The POST Act not only compels the NYPD to divulge the existence of its entire public surveillance capability, it also requires the department to develop cohesive policies as to how those capabilities will be used.
“For years the NYPD has assembled this really chilling and invasive setup of tools that can target the most intimate aspects of our lives,” Albert Fox Cahn, Executive Director of the Surveillance Technology Oversight Project, told Engadget. “They haven’t had to tell New Yorkers what they’re getting, how they’re using it, or how that information is being shared with other agencies.”
“It’s really crucial that we understand how our data is being collected, how our communities are being surveilled,” he continued. Cahn also noted that for Black New Yorkers, police surveillance is a matter of life and death. “Police surveillance leads to more police stops, more arrests, and even more police violence,” Cahn said.
The NYPD’s domestic surveillance capabilities are nothing to sneeze at. The department’s $6 billion annual budget has provided access to everything from facial recognition, which have already been banned by San Francisco, Oakland, Seattle and a number of other metropolitan cities, six-figure “X-Ray vans,” Stingray ICMI-catchers, and a host of other intrusive systems.
Among the most unsettling capabilities, and one that STOP is still fighting against, is the department’s use of geofence watch technology. “This is where the NYPD can use a single judicial order to identify every single person in a geographic area,” Cahn said. “That can be a single house, it can be a street, it could be an entire neighborhood, or it could be identifying every single person at a protest.”
STOP is already litigating against the NYPD’s use of geofence watching and that case is ongoing. Today’s vote by the city council is a positive sign, however.
“I don’t think there is any chance that we would have seen this bill passed, especially not by a 44 to 6 margin without the incredible public solidarity that we’ve seen in New York and cities around the country,” Cahn exclaimed. “This really speaks to the power of people to reshape what is considered possible in politics, to reshape our laws, to reshape our constitutional protections, and to fight back against police abuses.”

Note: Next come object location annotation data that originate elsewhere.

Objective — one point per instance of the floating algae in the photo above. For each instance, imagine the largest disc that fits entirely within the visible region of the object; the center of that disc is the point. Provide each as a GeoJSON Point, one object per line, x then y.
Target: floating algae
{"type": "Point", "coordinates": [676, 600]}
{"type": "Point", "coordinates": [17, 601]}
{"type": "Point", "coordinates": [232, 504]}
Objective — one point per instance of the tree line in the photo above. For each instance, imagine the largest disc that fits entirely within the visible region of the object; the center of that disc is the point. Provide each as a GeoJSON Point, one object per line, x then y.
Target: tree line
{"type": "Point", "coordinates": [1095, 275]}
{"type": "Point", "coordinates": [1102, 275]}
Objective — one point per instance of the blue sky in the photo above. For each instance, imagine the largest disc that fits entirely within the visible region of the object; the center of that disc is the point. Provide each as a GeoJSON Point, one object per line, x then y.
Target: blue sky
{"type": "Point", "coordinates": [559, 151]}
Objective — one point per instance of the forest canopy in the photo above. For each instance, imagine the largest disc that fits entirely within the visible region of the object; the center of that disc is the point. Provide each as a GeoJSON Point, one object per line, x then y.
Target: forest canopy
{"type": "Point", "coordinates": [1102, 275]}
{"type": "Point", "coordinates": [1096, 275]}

“None of the bills that passed today would have passed if not for those protests,” he concluded.
Once signed, the bill will not go into effect for a couple months so if you’re going demonstrating, be sure to take all necessary precautions to protect your identity.
Engadget has reached out to both the NYPD and the bill’s sponsor, NYC District 16 Councilwoman Vanessa L Gibson, for comment and will update this post upon their response.